The Linear Tree Effect (Varying-Coefficient Models)¶

Navigation:

Theory introduction: See the Intro
Related code architecture: See the Code Architecture

Formula Definition: Varying-Coefficient Networks¶

By definition, a standard TreeEffect constructs a piecewise-constant response surface. It perfectly isolates spatial jumps and structural breaks but cannot calculate local gradients or continuous linear slopes within its terminal leaves.

To build Piecewise Continuous Regressions, the TAM framework elevates the “Linear Tree” concept into a rigorous Varying-Coefficient (VC) Model [Hastie and Tibshirani, 1993]. The LinearTreeEffect (lt) explicitly decouples the variables defining the partitions/geography (\(x_{part}\)) from the continuous variables defining the local slopes (\(x_{slope}\)).

Mathematically, it encapsulates a base tree (acting as the local intercept \(\beta_0(x_{part})\)) and a tensor product of a slope tree with a linear effect (acting as the varying gradient \(\beta_1(x_{part})\)). The explicit Primal feature mapping geometrically concatenates these two spaces:

\[\phi_{lt}(x_{part}, x_{slope}) = \left[ \phi_{tree_{base}}(x_{part}), \quad \phi_{tree_{slope}}(x_{part}) \otimes \phi_{lin}(x_{slope}) \right]^\top\]

Optimal Penalization¶

To regularize this composite structure, the penalty matrix is constructed as a block-diagonal encapsulation of its internal components.

The local intercepts are bounded by the Anisotropic Sparsity-Adaptive Ridge penalty of the base tree (\(P_{tree_{base}}\)), while the local slopes are penalized by the anisotropic Kronecker penalty of the tensor product (\(P_{cross}\)):

\[\begin{split}P_{lt} = \begin{bmatrix} P_{tree_{base}} & 0 \\ 0 & P_{cross} \end{bmatrix} = \text{diag}(P_{tree_{base}}, P_{cross})\end{split}\]

This nested anisotropic structure is mathematically powerful. Not only can the varying coefficients (\(\beta_1(x_{part})\)) be penalized independently from the local intercepts (\(\beta_0(x_{part})\)), but by activating the sparsity hyperparameter (\(\alpha_{sp} > 0\)), the base tree penalties dynamically adapt to the empirical data density (\(C_i\)) of each specific leaf. Empty or starved spatial regions receive geometrically massive penalties on both their local intercept and their local slope, heavily shrinking wild linear extrapolations back to zero.
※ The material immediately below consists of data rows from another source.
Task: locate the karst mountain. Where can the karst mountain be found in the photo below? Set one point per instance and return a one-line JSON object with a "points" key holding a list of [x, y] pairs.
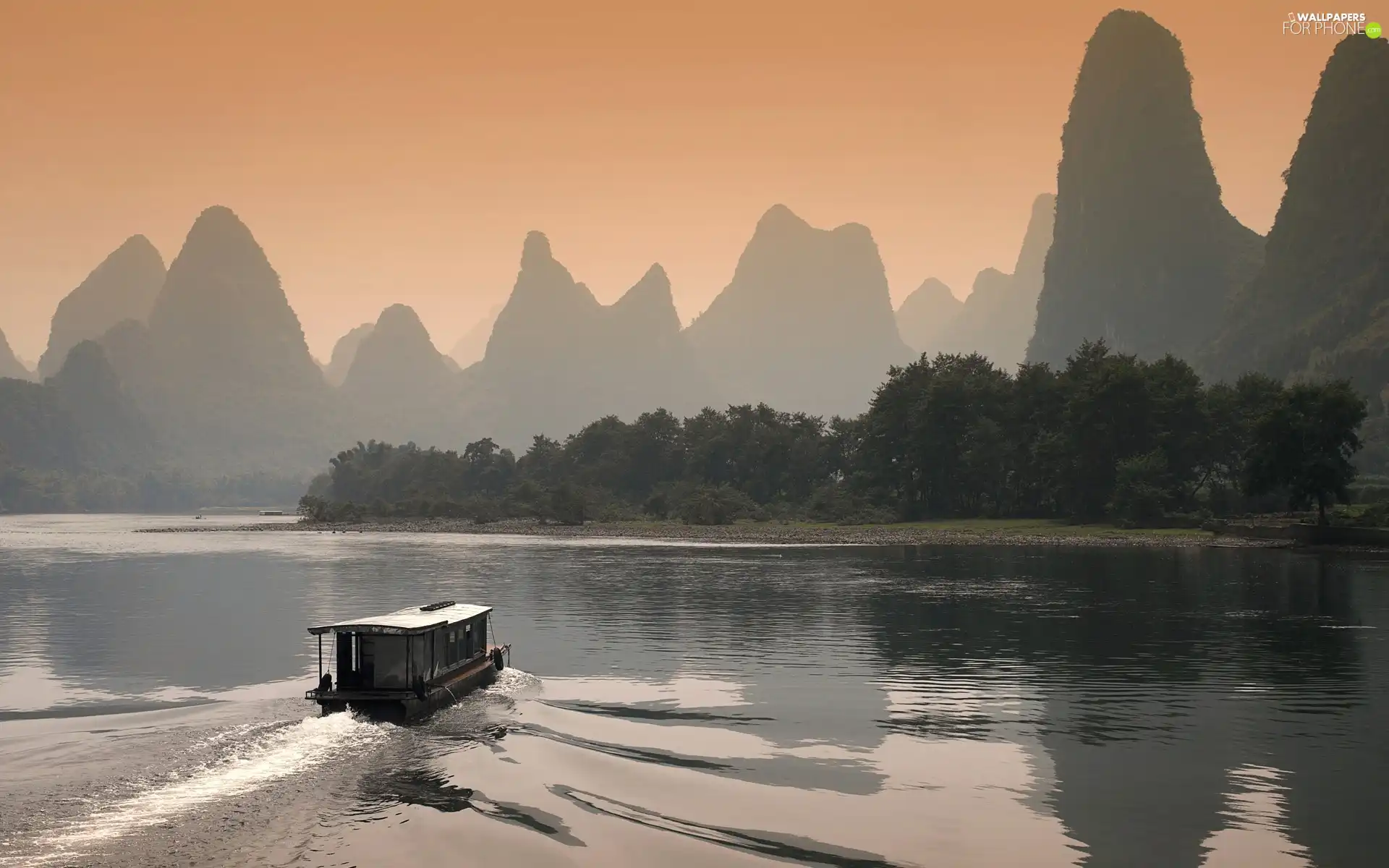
{"points": [[122, 286], [806, 324], [1145, 255]]}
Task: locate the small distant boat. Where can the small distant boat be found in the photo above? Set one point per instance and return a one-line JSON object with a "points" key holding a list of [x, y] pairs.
{"points": [[406, 664]]}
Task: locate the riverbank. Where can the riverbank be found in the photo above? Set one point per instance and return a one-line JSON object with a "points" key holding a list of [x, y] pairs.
{"points": [[959, 532]]}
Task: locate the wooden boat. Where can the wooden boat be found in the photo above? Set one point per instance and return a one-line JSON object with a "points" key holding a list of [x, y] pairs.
{"points": [[407, 664]]}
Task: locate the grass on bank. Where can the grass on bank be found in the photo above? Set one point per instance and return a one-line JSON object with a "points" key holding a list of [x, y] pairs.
{"points": [[982, 527]]}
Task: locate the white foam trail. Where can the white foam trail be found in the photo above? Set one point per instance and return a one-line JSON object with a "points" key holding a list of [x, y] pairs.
{"points": [[279, 754]]}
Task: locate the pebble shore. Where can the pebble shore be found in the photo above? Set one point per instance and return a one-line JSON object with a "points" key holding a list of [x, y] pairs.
{"points": [[767, 532]]}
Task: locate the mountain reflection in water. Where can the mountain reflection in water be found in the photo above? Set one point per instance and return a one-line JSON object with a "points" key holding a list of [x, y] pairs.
{"points": [[696, 706]]}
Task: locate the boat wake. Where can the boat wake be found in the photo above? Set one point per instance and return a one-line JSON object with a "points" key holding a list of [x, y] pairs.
{"points": [[243, 765]]}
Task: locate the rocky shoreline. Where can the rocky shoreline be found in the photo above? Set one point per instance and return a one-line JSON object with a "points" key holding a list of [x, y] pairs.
{"points": [[977, 534]]}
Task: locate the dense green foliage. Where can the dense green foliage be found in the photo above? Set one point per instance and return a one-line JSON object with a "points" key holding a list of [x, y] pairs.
{"points": [[1108, 435], [1303, 446]]}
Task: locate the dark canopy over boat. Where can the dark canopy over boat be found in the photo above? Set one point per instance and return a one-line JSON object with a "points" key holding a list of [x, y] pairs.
{"points": [[409, 663]]}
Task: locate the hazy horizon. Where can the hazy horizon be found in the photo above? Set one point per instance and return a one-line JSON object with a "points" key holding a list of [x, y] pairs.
{"points": [[386, 156]]}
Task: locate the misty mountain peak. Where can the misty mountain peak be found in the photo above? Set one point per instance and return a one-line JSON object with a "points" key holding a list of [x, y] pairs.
{"points": [[649, 306], [1320, 306], [345, 352], [122, 286], [535, 249], [780, 218], [1145, 253], [402, 320], [10, 365], [797, 294], [925, 314]]}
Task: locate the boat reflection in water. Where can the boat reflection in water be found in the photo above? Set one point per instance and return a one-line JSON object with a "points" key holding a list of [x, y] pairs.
{"points": [[409, 663]]}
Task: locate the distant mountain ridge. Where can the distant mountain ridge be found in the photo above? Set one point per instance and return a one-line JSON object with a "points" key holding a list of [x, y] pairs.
{"points": [[122, 286], [10, 365], [1145, 256], [999, 315], [344, 353], [1320, 305], [927, 314], [472, 346], [806, 324], [399, 386], [557, 359], [223, 362]]}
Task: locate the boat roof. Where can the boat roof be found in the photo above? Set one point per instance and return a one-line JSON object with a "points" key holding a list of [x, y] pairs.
{"points": [[415, 620]]}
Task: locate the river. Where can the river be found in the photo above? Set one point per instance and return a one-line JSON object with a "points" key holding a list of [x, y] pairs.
{"points": [[685, 705]]}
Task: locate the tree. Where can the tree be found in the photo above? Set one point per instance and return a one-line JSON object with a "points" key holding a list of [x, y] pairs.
{"points": [[1303, 443]]}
Theoretical Critique: Resolving MOB Singularities¶

In classical statistical literature, “Linear Trees” (such as M5 or MOB) rely on Model-Based Recursive Partitioning [Zeileis et al., 2008]. These algorithms attempt to fit an unpenalized local Ordinary Least Squares (OLS) regression strictly inside every individual leaf.

The Singularity Flaw: As Zeileis et al. highlight, this recursive partitioning frequently triggers catastrophic matrix singularities. If a specific spatial partition (leaf) is starved of temporal data or lacks variance in the \(x_{slope}\) dimension, its local covariance matrix (\(X^\top X\)) becomes non-invertible, crashing the algorithm [Zeileis et al., 2008].
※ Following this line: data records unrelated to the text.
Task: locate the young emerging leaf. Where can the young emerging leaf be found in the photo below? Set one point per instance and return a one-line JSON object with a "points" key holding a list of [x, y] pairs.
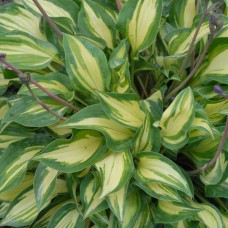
{"points": [[117, 137], [169, 212], [139, 21], [96, 20], [123, 109], [87, 67], [115, 171], [26, 52], [73, 155], [153, 167], [176, 120], [117, 202]]}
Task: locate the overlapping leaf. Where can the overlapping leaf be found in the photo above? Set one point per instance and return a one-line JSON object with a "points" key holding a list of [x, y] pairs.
{"points": [[177, 119], [115, 170], [139, 21], [93, 117], [73, 155], [87, 66]]}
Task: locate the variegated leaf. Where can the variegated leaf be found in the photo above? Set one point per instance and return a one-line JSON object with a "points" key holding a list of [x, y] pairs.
{"points": [[16, 17], [169, 212], [13, 165], [216, 69], [117, 202], [139, 21], [44, 184], [93, 117], [210, 216], [218, 190], [23, 211], [54, 82], [214, 176], [97, 20], [153, 168], [8, 196], [90, 191], [181, 41], [123, 109], [176, 120], [182, 13], [159, 191], [115, 170], [87, 67], [26, 111], [73, 155], [119, 64], [26, 52], [55, 8], [132, 210], [66, 216], [13, 132], [147, 137], [216, 110]]}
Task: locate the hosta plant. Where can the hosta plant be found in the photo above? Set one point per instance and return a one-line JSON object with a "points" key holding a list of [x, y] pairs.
{"points": [[114, 113]]}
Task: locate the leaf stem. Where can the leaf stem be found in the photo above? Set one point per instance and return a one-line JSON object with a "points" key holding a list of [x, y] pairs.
{"points": [[22, 78], [49, 20], [219, 150]]}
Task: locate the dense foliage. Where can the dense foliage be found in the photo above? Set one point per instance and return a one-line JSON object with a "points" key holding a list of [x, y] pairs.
{"points": [[109, 117]]}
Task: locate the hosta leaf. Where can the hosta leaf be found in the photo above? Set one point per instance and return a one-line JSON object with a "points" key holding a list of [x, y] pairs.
{"points": [[115, 170], [180, 43], [145, 218], [11, 194], [16, 17], [216, 69], [117, 202], [177, 119], [219, 190], [66, 216], [87, 66], [216, 111], [73, 155], [43, 220], [27, 112], [159, 191], [154, 103], [90, 191], [214, 175], [54, 82], [168, 211], [132, 210], [12, 133], [26, 52], [153, 167], [93, 117], [97, 20], [44, 184], [210, 216], [122, 108], [120, 68], [182, 13], [139, 21], [55, 8], [15, 159], [23, 211], [147, 138]]}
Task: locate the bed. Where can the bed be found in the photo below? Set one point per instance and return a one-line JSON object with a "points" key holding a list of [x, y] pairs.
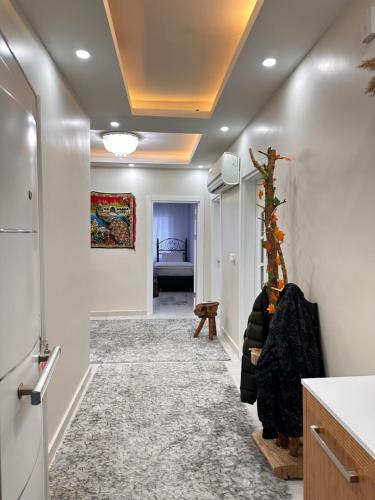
{"points": [[172, 269]]}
The TAM Solution: By formulating the varying-coefficient model globally via the Primal tensor product (\(\Phi_{tree} \otimes \Phi_{lin}\)), TAM entirely bypasses the localized OLS problem. The explicit structural penalty \(P_{cross}\) strictly dominates any empty or low-variance subspace. If a geographic region lacks sufficient data to resolve a local slope, the solver smoothly shrinks that unstable local gradient exactly to zero. The model safely falls back exclusively on the global linear trend, mathematically guaranteeing a globally full-rank system without algorithmic crashes.

RKHS Eligibility¶

The theoretical validity of this effect relies on two fundamental closure properties of Reproducing Kernel Hilbert Spaces (RKHS) proven by Aronszajn [Aronszajn, 1950].
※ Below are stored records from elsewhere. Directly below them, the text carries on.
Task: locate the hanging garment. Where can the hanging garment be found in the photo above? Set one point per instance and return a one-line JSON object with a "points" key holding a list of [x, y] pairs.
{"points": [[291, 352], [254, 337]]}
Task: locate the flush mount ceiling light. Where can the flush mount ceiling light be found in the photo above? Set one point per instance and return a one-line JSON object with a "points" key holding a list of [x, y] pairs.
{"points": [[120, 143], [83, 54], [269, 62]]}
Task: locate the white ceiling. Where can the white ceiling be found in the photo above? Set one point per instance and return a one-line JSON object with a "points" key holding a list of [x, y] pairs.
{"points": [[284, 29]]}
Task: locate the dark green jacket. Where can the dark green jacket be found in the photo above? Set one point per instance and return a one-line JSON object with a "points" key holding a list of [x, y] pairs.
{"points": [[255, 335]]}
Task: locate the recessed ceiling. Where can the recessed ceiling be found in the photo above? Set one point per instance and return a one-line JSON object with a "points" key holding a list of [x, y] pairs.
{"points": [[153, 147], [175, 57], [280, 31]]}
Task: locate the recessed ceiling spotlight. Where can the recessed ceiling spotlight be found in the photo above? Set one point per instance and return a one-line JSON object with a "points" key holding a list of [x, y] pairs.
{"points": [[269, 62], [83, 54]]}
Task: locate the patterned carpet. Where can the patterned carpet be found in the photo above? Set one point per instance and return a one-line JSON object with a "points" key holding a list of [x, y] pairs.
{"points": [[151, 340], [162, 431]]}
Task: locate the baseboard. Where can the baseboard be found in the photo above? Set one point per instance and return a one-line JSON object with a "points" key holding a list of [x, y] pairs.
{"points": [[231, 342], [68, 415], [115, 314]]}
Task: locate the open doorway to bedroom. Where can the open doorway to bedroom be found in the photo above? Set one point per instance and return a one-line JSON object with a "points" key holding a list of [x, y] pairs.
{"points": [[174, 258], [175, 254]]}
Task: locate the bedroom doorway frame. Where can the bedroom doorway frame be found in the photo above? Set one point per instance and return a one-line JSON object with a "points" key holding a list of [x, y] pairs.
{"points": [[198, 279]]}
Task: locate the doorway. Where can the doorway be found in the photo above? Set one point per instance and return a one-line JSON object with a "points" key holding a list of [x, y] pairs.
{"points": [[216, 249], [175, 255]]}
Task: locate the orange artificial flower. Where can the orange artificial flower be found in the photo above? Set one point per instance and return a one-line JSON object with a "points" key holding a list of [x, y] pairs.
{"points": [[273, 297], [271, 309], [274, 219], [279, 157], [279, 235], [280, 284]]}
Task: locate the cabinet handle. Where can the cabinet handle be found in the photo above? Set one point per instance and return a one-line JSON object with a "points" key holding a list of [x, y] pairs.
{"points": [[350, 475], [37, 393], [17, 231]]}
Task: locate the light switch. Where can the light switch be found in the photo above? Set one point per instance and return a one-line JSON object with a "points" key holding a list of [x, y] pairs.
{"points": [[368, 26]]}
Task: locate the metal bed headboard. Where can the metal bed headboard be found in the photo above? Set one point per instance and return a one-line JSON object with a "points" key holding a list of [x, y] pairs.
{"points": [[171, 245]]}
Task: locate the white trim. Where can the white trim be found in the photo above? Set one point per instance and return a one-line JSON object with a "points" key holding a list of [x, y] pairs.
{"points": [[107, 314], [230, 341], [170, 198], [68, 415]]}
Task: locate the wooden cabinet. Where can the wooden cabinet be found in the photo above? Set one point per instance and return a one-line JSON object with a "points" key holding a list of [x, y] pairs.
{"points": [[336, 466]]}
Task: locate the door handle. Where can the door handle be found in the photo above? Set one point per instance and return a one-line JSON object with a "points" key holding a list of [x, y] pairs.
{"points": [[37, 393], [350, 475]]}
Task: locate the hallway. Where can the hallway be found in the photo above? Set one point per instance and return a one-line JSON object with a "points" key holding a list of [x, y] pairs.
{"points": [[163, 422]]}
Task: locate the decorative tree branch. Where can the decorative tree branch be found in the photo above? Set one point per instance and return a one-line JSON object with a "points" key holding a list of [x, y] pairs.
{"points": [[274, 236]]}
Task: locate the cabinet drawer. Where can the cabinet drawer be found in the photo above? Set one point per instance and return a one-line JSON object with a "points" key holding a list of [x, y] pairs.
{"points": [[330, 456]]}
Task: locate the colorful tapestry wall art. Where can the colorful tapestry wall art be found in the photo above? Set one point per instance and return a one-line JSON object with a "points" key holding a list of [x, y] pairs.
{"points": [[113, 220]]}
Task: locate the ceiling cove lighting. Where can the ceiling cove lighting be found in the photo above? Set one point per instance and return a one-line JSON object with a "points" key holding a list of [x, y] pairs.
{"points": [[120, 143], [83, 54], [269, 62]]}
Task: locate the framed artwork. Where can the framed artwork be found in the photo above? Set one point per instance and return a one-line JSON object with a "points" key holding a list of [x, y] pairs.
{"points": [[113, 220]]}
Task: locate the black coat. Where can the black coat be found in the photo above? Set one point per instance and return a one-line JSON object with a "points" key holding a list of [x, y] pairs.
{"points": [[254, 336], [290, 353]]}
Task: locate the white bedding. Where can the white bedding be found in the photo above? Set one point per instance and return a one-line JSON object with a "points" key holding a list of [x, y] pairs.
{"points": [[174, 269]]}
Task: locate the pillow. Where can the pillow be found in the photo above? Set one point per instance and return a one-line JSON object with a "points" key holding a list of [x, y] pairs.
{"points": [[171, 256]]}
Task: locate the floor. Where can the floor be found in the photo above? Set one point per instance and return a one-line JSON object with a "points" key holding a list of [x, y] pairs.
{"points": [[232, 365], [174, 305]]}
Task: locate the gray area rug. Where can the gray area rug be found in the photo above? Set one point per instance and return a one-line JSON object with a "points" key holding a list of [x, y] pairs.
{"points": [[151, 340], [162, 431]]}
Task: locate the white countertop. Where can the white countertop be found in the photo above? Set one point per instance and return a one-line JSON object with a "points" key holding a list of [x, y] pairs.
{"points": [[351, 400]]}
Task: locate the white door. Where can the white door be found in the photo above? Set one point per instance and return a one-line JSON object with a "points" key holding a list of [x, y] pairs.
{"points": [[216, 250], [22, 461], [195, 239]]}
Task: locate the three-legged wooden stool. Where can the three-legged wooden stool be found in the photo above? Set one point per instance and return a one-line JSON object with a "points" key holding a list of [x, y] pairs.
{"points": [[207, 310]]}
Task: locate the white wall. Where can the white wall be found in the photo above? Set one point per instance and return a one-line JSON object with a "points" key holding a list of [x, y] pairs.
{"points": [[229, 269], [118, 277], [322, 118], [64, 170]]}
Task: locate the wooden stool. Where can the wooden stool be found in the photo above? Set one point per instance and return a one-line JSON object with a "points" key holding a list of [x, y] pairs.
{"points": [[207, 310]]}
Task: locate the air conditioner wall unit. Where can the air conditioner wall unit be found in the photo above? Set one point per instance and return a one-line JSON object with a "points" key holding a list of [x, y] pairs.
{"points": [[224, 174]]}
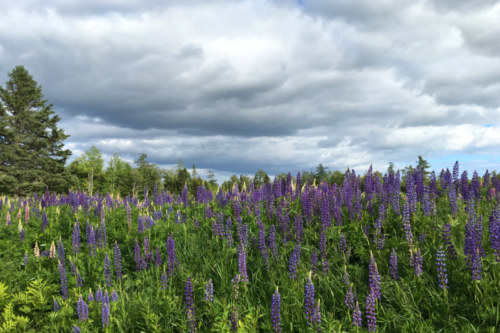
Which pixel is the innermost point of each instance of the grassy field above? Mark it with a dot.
(286, 235)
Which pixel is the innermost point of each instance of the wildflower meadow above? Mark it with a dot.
(370, 255)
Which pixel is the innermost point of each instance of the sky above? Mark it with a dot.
(278, 85)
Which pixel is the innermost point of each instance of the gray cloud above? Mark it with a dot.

First, the Kronecker product (\(\otimes\)) of the slope tree and the linear projection rigorously generates a valid piecewise-continuous RKHS (closure under pointwise multiplication). Second, concatenating this joint space with the base tree space via a direct sum (\(\oplus\)) maintains the strict positive definiteness of the global space. Therefore, the LinearTreeEffect operates mathematically as a perfectly valid, finite-dimensional RKHS.

Architectural Guardrails¶

When declaring a Linear Tree, the framework enforces several architectural guardrails to guarantee mathematical stability during the exact Primal Sparse Conjugate Gradient resolution:

Collinearity Prevention (n_trees=1): The framework strictly forces the number of trees to 1. Using a massive random forest (\(B \gg 1\)) to calculate overlapping, localized linear slopes would create catastrophic multicollinearity inside the solver.
Anti-Starvation Protocol (max_leaves & split_strategy): For 1D Piecewise Regressions (e.g., lt(x, max_leaves=8)), purely random binary splits create microscopic leaves. By using max_leaves, the framework bypasses Monte Carlo sampling to enforce deterministic intervals. Depending on the split_strategy, it applies either mathematically orthogonal Cartesian grids (uniform) or density-adaptive copulas (quantile) to perfectly balance the data distribution and guarantee full matrix rank.
Spatial Local Slopes (max_depth): For multi-dimensional interactions (e.g., lt(lat, others='lon', slope='temp', max_depth=4)), it uses an oblivious tree on the coordinates to construct a spatial grid, applying the Kronecker product to fit a unique, regularized varying-coefficient for temperature inside every geographic zone.

Universal Extrapolation¶

Because TAM isolates the algorithmic partition logic from the continuous geometric space by embedding the discrete leaves as finite Primal blocks, the LinearTreeEffect is mathematically capable of extrapolating outside its training distribution.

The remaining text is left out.